Social shifts towards physical and mental health have also caused new discussions around drinking. “We’re talking about ‘well-being,’ we’re talking about ‘wellness,’” Bouchain points out. She explains that people are asking more questions about their products, how they’re made, what goes into them, and weighing the pros and cons before purchasing. “They have realized that maybe they’re going to consume less, but better. And suddenly we have the premiumization of the product.”
Corporate and social responsibility are also driving the zeitgeist. Long gone are the Mad Men days of 10AM celebratory scotches at the office. “Myself, when I do company cocktails with my people, I’m always concerned if something happened on the road,” Boulachin says. “I’m responsible as the business owner. And it’s the same for every business owner.”
Despite increasing awareness, alcohol-free wines still suffer from negative associations… or no associations at all. “The beer business has done a great job, and the alcohol-free spirits business has done a really great job, and the wine industry is a little bit behind… In many cases, people don’t know it exists,” says Boulachin. This poses a challenge in terms of placement, due to high production costs and smaller marketing budgets than the average wine or liquor company would have. “And you have psychological prices for consumers,” Boulachin says. “They look at the wine standards. So they will never buy an alcohol-free product at too high a price. They know what the wine prices are, and they have already priced brackets and psychological barriers above which they will not buy.”

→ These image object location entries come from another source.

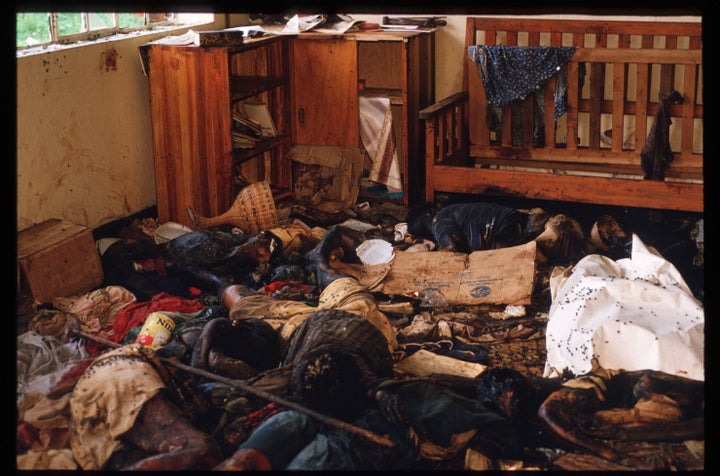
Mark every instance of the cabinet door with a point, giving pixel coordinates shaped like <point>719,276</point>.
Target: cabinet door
<point>326,95</point>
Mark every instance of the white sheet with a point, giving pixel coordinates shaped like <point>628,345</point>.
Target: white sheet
<point>378,137</point>
<point>633,314</point>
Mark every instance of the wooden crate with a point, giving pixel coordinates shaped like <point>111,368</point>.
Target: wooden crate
<point>57,259</point>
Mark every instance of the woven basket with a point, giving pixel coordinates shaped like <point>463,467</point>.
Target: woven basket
<point>252,211</point>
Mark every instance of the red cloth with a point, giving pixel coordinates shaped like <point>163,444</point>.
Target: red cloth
<point>134,315</point>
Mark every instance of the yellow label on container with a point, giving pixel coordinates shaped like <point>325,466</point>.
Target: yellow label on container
<point>156,330</point>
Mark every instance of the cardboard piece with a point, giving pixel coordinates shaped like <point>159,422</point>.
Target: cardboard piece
<point>502,276</point>
<point>424,363</point>
<point>327,178</point>
<point>57,259</point>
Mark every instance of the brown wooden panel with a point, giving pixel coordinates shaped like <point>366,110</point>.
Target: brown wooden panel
<point>325,106</point>
<point>380,64</point>
<point>572,188</point>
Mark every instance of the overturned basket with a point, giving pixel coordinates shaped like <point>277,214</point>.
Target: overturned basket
<point>252,211</point>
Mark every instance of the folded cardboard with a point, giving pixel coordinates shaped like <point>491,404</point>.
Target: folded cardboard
<point>437,278</point>
<point>57,259</point>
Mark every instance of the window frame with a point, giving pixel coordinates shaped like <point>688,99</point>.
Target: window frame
<point>170,20</point>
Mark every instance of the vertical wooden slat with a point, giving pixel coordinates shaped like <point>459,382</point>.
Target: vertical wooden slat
<point>442,137</point>
<point>477,101</point>
<point>572,103</point>
<point>667,71</point>
<point>574,95</point>
<point>688,109</point>
<point>597,94</point>
<point>644,78</point>
<point>641,102</point>
<point>618,114</point>
<point>430,159</point>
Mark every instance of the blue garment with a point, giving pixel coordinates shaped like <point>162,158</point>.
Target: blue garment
<point>510,73</point>
<point>477,226</point>
<point>291,440</point>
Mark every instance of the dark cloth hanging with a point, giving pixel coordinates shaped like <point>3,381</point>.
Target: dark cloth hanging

There is also a small, but dedicated competition emerging from other AF wine brands, but Boulachin isn’t afraid of competition. “If you’re alone, that’s good. But if you create the category, it actually can make everybody win.”

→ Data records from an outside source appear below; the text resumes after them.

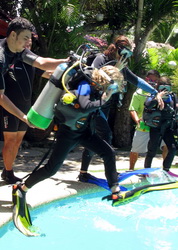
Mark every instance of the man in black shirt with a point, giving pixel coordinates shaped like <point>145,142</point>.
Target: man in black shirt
<point>17,64</point>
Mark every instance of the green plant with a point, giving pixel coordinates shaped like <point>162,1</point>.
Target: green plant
<point>164,60</point>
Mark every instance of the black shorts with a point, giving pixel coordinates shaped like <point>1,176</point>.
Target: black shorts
<point>12,124</point>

France is also far behind other countries in creating options for the sober curious. While other major cities like New York, London, and Berlin have “sober bars” and dry bottle shops springing up all over town, Paris hasn’t made the same strides. Boulachin connects this to France’s long-standing viticultural traditions, which make the French reluctant to dip a toe into alternative options. “France has not been the first country to adopt alcohol-free wines,” she says. “I think that they will be into it, but maybe it’s going to take a little bit of time.”